これは金売却による利益が200万円を超える場合は、金の買取業者が税務署へ支払調書を提出しなくてはいけないというルールです。

支払調書が提出されることで住所・氏名などが税務署へ届出されます。

※金の売却益が200万円以下であっても確定申告は必要。

金を売却すると総合課税で所得税がかかる

2025年7月現在、金の現物の小売価格は、1kgあたり約1,740万円です。

2020年12月頃の小売価格は、1kg約700万円でしたので、小売価格で考えると1kgあたり1,000万円以上も値上がりしている状況です。※約2.42倍

※ちなみに金のスポット価格と小売価格は別なので、小売価格だけ見ていい訳ではありませんが
 →自分が買った金が、現在の小売価格で売れる訳ではないため

金地金を売却して利益確定すると高額の所得税が発生する可能性も

たとえば2kgの金の現物を合計1400万円で購入して持っていたとしましょう。

仮にこの2kgの金の現物が、3400万円で売却できた場合、約2000万円弱の譲渡所得が発生します。
※正確には以下の計算式で課税所得が計算されるので、2000万円が課税所得という訳ではありません。
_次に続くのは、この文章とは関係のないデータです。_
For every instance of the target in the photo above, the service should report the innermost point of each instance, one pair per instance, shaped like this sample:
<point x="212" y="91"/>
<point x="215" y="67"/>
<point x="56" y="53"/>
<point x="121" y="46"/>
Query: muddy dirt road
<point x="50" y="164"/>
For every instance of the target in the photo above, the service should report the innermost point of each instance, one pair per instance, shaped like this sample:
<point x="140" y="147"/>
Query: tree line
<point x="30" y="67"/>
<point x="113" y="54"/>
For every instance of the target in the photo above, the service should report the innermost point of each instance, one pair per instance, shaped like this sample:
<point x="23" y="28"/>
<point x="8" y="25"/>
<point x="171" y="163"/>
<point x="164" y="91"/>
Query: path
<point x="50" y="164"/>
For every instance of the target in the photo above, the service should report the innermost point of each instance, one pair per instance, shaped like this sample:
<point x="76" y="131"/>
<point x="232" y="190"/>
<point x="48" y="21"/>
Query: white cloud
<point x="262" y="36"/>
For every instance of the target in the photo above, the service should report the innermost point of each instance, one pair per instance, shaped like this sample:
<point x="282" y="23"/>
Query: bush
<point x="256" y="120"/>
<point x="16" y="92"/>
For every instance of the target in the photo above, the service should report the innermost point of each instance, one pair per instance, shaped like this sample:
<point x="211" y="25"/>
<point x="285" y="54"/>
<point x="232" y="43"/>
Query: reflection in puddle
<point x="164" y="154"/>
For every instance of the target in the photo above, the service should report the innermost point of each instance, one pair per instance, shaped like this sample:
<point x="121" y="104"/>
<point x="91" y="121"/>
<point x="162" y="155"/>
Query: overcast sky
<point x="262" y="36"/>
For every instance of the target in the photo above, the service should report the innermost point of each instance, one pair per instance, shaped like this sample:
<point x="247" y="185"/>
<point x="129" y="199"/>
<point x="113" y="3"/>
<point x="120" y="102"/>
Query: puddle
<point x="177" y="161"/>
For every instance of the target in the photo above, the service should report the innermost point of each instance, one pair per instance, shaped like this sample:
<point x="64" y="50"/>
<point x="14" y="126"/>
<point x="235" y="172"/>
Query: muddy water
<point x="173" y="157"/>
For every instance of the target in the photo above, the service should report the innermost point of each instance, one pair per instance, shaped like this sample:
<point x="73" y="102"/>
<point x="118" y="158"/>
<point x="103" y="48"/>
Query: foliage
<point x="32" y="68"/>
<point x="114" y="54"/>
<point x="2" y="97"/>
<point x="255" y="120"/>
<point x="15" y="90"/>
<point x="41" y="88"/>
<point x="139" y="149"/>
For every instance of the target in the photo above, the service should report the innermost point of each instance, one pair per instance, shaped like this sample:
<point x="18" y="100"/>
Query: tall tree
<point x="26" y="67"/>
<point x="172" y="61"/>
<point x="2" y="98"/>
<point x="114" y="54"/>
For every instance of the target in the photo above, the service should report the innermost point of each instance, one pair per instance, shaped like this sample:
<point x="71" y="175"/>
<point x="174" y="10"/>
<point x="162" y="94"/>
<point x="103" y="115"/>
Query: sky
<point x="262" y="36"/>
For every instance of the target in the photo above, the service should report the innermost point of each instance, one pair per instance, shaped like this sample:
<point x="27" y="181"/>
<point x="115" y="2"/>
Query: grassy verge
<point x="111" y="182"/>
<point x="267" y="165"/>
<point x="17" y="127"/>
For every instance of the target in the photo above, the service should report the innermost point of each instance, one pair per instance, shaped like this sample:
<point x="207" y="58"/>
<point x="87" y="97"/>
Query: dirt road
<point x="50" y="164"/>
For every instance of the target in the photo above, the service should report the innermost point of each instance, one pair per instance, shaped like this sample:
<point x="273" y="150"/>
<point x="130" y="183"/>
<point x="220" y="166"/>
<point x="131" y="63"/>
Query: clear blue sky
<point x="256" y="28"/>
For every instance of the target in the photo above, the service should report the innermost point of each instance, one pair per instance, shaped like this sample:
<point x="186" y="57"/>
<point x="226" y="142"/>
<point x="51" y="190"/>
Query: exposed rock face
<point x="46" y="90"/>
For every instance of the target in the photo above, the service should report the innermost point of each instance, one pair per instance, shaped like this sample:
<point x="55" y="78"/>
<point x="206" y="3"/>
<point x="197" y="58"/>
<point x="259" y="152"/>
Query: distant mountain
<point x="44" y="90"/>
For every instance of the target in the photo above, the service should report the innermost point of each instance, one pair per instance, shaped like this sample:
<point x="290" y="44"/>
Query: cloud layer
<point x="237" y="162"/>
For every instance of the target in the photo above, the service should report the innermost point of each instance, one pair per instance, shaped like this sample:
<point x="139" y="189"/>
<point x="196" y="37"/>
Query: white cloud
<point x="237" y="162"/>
金の譲渡所得は、事業所得や給与所得などと合算されます。

所得税は年間900万円を越えた部分には、33%かかります。※プラス住民税10%も発生するので、合計43%

年間の課税所得が1800万円を越えた部分には、40%の所得税と10%の住民税で合計50%の課税がされてしまいます。

以下は金を購入してから、5年以内(短期譲渡所得)と5年超え(長期譲渡所得)で売却した場合の課税所得の計算式です。

短期譲渡所得

 金やその他資産の売却金額 - (金やその他資産の購入費用 + 売却にかかった費用) - 特別控除50万円

長期譲渡所得

(売却金額 - (購入費用 + 売却費用) - 特別控除50万円)÷ 2

金の売却に関する所得

金を売却した所得は、目的などによって以下の所得に該当する可能性があります。
・譲渡所得
・雑所得
・事業所得

金も銀も、売却益50万円未満なら課税所得が発生しない?

概ねその通りですが、以下に注意が必要。

・同じ年内での複数回の売却は合算される

・この50万円特別控除は個人にのみ適用可。法人は対象外。

インフレ対策で買った金なのに、課税されてしまったら意味がなくなる

以上のように、かなり高額の税が所得に対してかかりますので、せっかく値上がりした金の値上がり益も小さくなってしまいます。

ではどうすべきでしょうか?

売却すると課税されて資産が減ってしまうので、売却せずに保有したままで別の方法を考えるという手もあります。


少し話はそれますが、ビットコインなどの暗号資産においても、暗号資産を担保にして融資を受けるという方法があったりしますね。
その場合、利益確定する訳ではないので高額の課税がされる訳ではありません。